His conclusion killed the Brain Derby: "We are determining what the top 5% of students know, but learning nothing about what the other 95% are learning."

He cancelled the whole thing. No more traveling, no more trophies, no more selecting stars. He replaced it with something radical.

In 1935, he released the Iowa Every Pupil Test of Basic Skills. Every student took it. Not just the champions. The goal wasn't to win. It was to diagnose what schools were actually teaching and where curriculum was failing.

This was a direct challenge to how the East Coast thought about testing.

At the time, the SAT dominated. It was designed as an aptitude test, essentially an IQ test measuring innate intelligence you couldn't study for.

Lindquist believed that was wrong. Tests should measure achievement, what you actually learned in class. Not what you were born with.

As his Iowa Tests went national, the university was drowning in paper. Hundreds of clerks grading millions of tests by hand.

So in 1955, Lindquist invented the first high-speed optical mark recognition scanner. It read 4,000 bubble sheets per hour. Humans did 40. Every bubble sheet you've ever filled in descends from that machine.

Then in 1959, Lindquist created the ACT. Unlike the SAT (logic puzzles and vocabulary riddles), the ACT tested what you actually learned in high school. English, Math, Social Studies, Natural Sciences. Headquartered in Iowa City. Still there today.

This split American testing in two:

Princeton, NJ: SAT, aptitude focus. Iowa City, IA: ACT, achievement focus.
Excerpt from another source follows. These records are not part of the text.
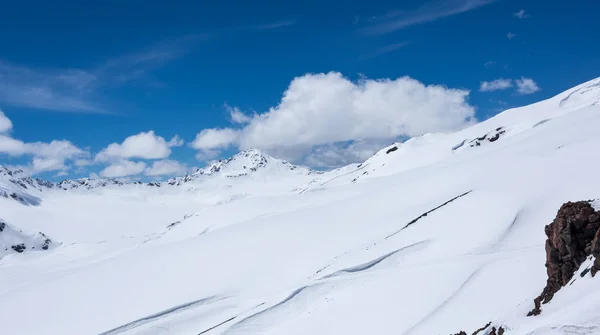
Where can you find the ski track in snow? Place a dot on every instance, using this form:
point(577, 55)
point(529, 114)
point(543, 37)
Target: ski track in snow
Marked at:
point(427, 213)
point(256, 316)
point(284, 222)
point(444, 303)
point(159, 315)
point(373, 263)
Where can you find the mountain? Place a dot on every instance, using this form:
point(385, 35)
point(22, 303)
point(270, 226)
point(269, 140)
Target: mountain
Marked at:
point(16, 241)
point(441, 234)
point(248, 165)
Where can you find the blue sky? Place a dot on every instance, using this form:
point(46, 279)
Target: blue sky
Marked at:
point(90, 74)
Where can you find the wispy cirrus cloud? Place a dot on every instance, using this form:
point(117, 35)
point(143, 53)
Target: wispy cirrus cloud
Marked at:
point(429, 12)
point(495, 85)
point(270, 25)
point(383, 50)
point(77, 90)
point(521, 14)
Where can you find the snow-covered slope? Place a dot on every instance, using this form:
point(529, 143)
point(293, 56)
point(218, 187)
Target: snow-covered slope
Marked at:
point(431, 237)
point(15, 241)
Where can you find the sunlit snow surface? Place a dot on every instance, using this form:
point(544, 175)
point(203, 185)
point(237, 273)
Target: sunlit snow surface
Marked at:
point(283, 250)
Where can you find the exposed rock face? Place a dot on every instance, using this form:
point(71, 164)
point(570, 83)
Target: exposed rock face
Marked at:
point(481, 331)
point(596, 253)
point(572, 237)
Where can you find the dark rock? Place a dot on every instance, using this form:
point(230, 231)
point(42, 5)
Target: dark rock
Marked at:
point(19, 247)
point(480, 331)
point(572, 236)
point(595, 251)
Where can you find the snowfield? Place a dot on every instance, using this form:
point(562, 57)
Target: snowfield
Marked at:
point(442, 233)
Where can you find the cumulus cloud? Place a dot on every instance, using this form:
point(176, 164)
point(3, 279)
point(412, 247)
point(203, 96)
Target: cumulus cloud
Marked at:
point(176, 141)
point(321, 109)
point(526, 86)
point(340, 154)
point(495, 85)
point(145, 145)
point(11, 147)
point(5, 123)
point(215, 138)
point(237, 116)
point(46, 156)
point(123, 168)
point(39, 164)
point(521, 14)
point(165, 167)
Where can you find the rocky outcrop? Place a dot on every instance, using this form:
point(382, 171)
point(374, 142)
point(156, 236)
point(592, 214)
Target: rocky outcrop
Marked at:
point(485, 330)
point(596, 253)
point(572, 237)
point(13, 240)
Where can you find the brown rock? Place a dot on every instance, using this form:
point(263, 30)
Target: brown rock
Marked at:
point(572, 236)
point(595, 251)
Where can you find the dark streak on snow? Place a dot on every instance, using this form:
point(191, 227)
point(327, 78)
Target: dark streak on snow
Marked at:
point(150, 318)
point(268, 309)
point(426, 213)
point(370, 264)
point(445, 302)
point(217, 325)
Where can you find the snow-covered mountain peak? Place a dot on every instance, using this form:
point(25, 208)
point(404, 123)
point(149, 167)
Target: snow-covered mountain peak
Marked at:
point(245, 163)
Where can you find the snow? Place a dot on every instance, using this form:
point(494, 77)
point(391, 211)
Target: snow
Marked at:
point(256, 245)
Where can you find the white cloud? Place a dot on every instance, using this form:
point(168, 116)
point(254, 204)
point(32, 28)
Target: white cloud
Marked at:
point(322, 109)
point(5, 123)
point(495, 85)
point(272, 25)
point(428, 12)
point(215, 138)
point(61, 174)
point(51, 156)
point(165, 167)
point(383, 50)
point(176, 141)
point(339, 154)
point(521, 14)
point(39, 164)
point(80, 90)
point(237, 116)
point(83, 162)
point(145, 145)
point(123, 168)
point(55, 149)
point(10, 146)
point(526, 86)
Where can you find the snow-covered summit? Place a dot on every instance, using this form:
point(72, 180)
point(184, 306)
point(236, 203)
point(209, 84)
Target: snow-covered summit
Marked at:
point(244, 163)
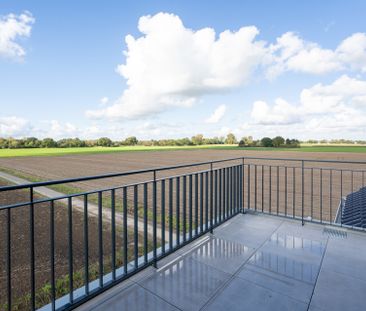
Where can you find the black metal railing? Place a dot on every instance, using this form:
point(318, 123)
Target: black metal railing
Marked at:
point(57, 252)
point(108, 234)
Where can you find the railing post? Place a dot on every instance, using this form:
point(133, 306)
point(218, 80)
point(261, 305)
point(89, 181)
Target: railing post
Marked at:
point(32, 251)
point(302, 191)
point(211, 198)
point(154, 221)
point(242, 210)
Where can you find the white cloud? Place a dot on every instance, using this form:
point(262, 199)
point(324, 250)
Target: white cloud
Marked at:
point(352, 51)
point(217, 115)
point(292, 53)
point(104, 101)
point(14, 127)
point(13, 27)
point(281, 113)
point(324, 111)
point(173, 66)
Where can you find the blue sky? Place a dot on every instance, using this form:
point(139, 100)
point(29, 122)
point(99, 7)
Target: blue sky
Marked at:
point(300, 71)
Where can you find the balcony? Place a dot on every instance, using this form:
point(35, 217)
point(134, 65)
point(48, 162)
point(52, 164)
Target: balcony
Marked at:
point(252, 262)
point(243, 233)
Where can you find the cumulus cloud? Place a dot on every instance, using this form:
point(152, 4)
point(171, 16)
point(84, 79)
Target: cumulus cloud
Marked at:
point(338, 108)
point(281, 113)
point(292, 53)
point(217, 115)
point(14, 126)
point(12, 28)
point(104, 101)
point(171, 65)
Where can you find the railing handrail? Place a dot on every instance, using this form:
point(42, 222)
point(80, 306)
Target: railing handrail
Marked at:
point(163, 168)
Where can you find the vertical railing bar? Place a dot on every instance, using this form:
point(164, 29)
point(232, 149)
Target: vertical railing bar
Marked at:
point(330, 195)
point(178, 209)
point(216, 196)
point(302, 191)
point(211, 198)
point(262, 179)
point(352, 190)
point(231, 189)
point(184, 194)
point(86, 245)
point(125, 232)
point(255, 187)
point(312, 194)
point(286, 191)
point(113, 212)
point(170, 214)
point(243, 177)
point(8, 258)
point(206, 201)
point(321, 195)
point(270, 189)
point(201, 202)
point(341, 197)
point(278, 189)
point(248, 187)
point(190, 203)
point(293, 191)
point(227, 192)
point(135, 226)
point(155, 243)
point(196, 203)
point(145, 223)
point(163, 216)
point(100, 236)
point(221, 195)
point(32, 263)
point(71, 261)
point(52, 254)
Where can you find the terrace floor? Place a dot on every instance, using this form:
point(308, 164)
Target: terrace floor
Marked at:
point(252, 262)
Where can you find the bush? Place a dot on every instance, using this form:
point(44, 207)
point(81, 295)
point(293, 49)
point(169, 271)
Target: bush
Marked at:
point(266, 142)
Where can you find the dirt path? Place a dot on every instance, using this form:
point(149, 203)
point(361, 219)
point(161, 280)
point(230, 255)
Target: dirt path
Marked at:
point(79, 205)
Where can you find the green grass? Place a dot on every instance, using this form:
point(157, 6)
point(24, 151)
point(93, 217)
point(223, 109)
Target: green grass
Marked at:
point(95, 150)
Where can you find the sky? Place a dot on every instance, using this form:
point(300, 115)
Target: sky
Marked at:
point(172, 69)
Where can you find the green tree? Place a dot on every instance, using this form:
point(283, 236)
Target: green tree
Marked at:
point(230, 139)
point(197, 139)
point(130, 141)
point(48, 143)
point(104, 142)
point(278, 141)
point(266, 142)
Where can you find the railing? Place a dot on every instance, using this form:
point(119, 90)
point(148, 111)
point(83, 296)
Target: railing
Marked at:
point(96, 239)
point(57, 252)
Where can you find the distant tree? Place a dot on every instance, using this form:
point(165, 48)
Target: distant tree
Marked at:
point(104, 142)
point(292, 143)
point(48, 143)
point(32, 142)
point(230, 139)
point(197, 139)
point(241, 143)
point(3, 143)
point(266, 142)
point(130, 141)
point(278, 141)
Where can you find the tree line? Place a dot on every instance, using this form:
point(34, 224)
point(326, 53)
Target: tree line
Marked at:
point(197, 140)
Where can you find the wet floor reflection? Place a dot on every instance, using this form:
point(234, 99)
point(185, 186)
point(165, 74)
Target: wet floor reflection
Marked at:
point(283, 262)
point(296, 269)
point(294, 242)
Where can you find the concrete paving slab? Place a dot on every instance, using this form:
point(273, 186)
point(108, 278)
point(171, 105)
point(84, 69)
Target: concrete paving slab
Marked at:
point(241, 295)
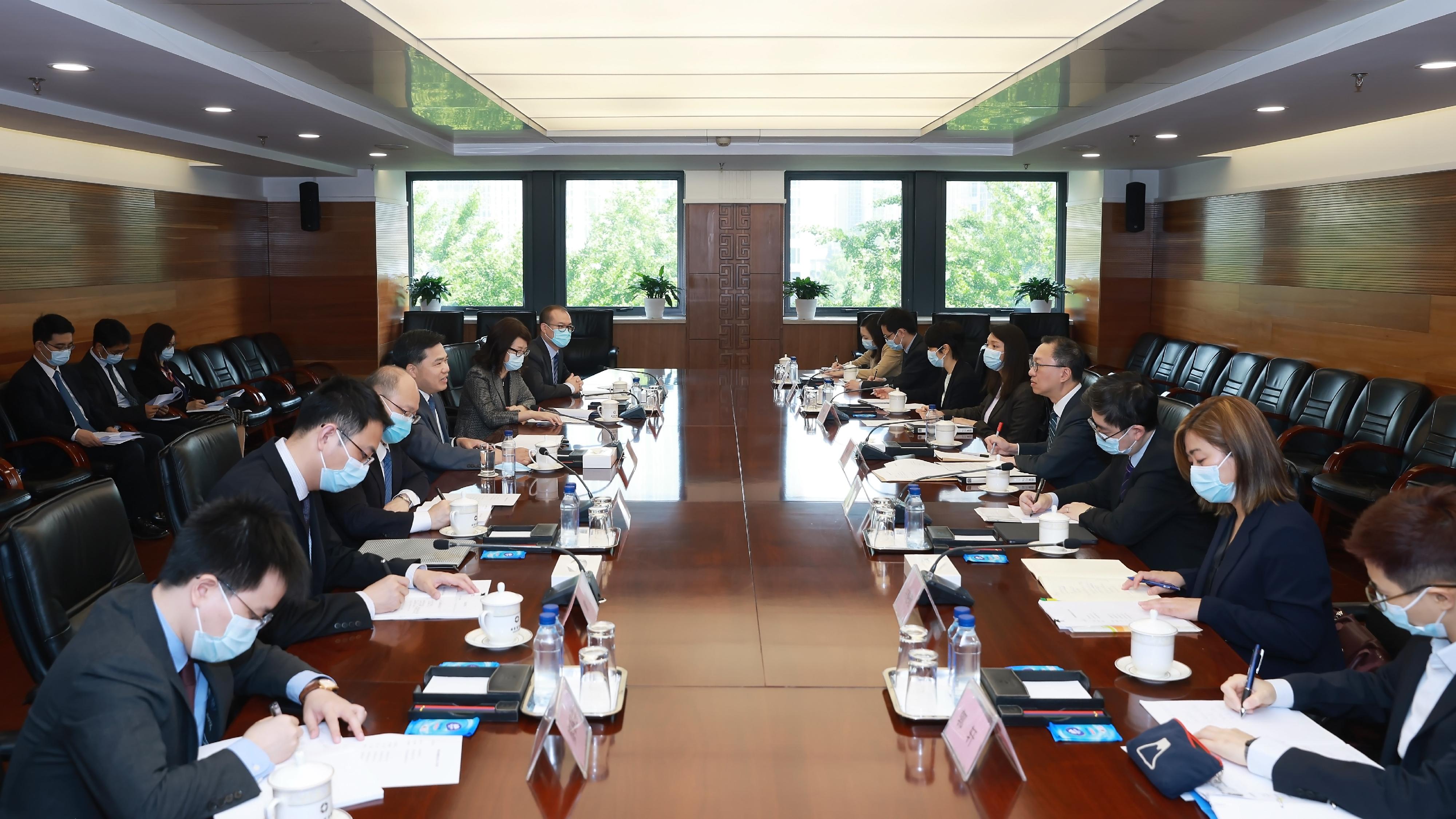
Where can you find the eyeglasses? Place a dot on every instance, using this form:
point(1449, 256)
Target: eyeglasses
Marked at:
point(260, 618)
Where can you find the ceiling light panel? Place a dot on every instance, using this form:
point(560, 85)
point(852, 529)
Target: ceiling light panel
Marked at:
point(815, 65)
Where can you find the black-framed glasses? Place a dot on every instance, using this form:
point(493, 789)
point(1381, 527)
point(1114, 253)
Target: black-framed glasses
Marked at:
point(258, 617)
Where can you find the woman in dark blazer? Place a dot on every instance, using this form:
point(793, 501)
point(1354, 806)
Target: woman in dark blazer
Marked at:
point(1265, 581)
point(496, 394)
point(1008, 405)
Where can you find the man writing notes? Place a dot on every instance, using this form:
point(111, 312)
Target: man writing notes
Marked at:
point(1407, 541)
point(1071, 454)
point(330, 451)
point(154, 674)
point(545, 372)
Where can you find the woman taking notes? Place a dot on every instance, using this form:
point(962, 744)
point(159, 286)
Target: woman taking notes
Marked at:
point(1010, 407)
point(494, 392)
point(1265, 581)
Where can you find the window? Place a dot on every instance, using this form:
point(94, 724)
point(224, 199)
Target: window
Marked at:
point(998, 234)
point(471, 234)
point(615, 231)
point(847, 234)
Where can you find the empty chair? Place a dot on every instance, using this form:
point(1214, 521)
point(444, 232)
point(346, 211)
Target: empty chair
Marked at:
point(193, 466)
point(1318, 422)
point(1199, 373)
point(1429, 457)
point(1170, 362)
point(58, 559)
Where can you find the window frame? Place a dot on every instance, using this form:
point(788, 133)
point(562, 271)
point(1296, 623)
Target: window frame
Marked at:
point(906, 180)
point(681, 177)
point(472, 177)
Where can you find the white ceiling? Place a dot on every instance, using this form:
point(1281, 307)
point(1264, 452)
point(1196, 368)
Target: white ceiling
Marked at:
point(823, 68)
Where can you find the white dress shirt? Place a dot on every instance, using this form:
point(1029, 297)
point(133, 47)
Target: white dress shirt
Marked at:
point(1441, 668)
point(302, 490)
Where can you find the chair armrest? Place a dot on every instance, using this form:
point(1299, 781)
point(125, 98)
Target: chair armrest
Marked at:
point(1337, 460)
point(1417, 471)
point(72, 451)
point(1299, 431)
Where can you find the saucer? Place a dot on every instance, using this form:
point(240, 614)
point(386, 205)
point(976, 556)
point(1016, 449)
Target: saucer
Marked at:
point(454, 533)
point(1174, 674)
point(477, 639)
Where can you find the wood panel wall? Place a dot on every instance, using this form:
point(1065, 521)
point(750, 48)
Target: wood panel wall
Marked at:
point(1358, 276)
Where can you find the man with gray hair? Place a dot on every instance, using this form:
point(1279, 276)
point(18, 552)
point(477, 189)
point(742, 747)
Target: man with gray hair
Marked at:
point(1071, 454)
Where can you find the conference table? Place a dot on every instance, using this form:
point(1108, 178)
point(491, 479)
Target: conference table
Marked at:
point(756, 629)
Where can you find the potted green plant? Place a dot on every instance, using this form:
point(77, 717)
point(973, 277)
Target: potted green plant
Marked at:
point(429, 290)
point(806, 295)
point(660, 290)
point(1040, 292)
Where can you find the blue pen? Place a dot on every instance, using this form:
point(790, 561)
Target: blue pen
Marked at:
point(1160, 583)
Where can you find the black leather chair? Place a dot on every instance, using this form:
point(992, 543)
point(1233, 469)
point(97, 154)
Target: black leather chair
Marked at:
point(1278, 388)
point(1317, 422)
point(1170, 362)
point(1382, 439)
point(44, 477)
point(194, 464)
point(1200, 372)
point(58, 559)
point(446, 323)
point(592, 349)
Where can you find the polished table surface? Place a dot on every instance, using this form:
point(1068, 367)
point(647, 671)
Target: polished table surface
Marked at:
point(756, 629)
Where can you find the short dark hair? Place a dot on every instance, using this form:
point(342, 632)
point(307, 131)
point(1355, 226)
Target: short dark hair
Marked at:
point(110, 333)
point(240, 540)
point(1412, 535)
point(895, 320)
point(344, 403)
point(410, 347)
point(1125, 400)
point(1067, 353)
point(50, 325)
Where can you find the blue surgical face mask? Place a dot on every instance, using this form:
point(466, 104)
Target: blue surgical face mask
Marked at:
point(237, 639)
point(1400, 617)
point(349, 477)
point(1208, 483)
point(398, 429)
point(992, 357)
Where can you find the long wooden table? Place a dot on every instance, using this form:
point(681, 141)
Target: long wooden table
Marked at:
point(756, 629)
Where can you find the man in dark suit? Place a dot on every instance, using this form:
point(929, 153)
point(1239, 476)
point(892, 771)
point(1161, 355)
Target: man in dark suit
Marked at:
point(49, 398)
point(388, 503)
point(1141, 500)
point(1071, 454)
point(1407, 541)
point(547, 372)
point(154, 672)
point(333, 444)
point(113, 388)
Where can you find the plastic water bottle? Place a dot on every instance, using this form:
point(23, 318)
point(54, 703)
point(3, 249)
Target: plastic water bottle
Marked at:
point(570, 517)
point(547, 658)
point(915, 519)
point(966, 656)
point(509, 452)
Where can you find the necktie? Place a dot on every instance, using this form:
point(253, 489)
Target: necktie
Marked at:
point(71, 404)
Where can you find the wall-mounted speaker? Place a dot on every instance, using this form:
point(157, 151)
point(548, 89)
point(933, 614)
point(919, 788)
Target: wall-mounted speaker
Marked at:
point(309, 215)
point(1136, 207)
Two philosophies. Two cities. One question: what should a test actually measure?

The Iowa philosophy won. Even the SAT recently redesigned itself to look more like the ACT, focusing on curriculum instead of abstract logic puzzles.

Lindquist's career was three moves:

  1. Create the spectacle. Get people to care about academics with the same energy they give football.
  2. Once you have attention, redirect it toward what actually matters. Stop measuring the stars. Start measuring the system.
  3. Build the machine. Automate so it scales beyond what any human effort could touch.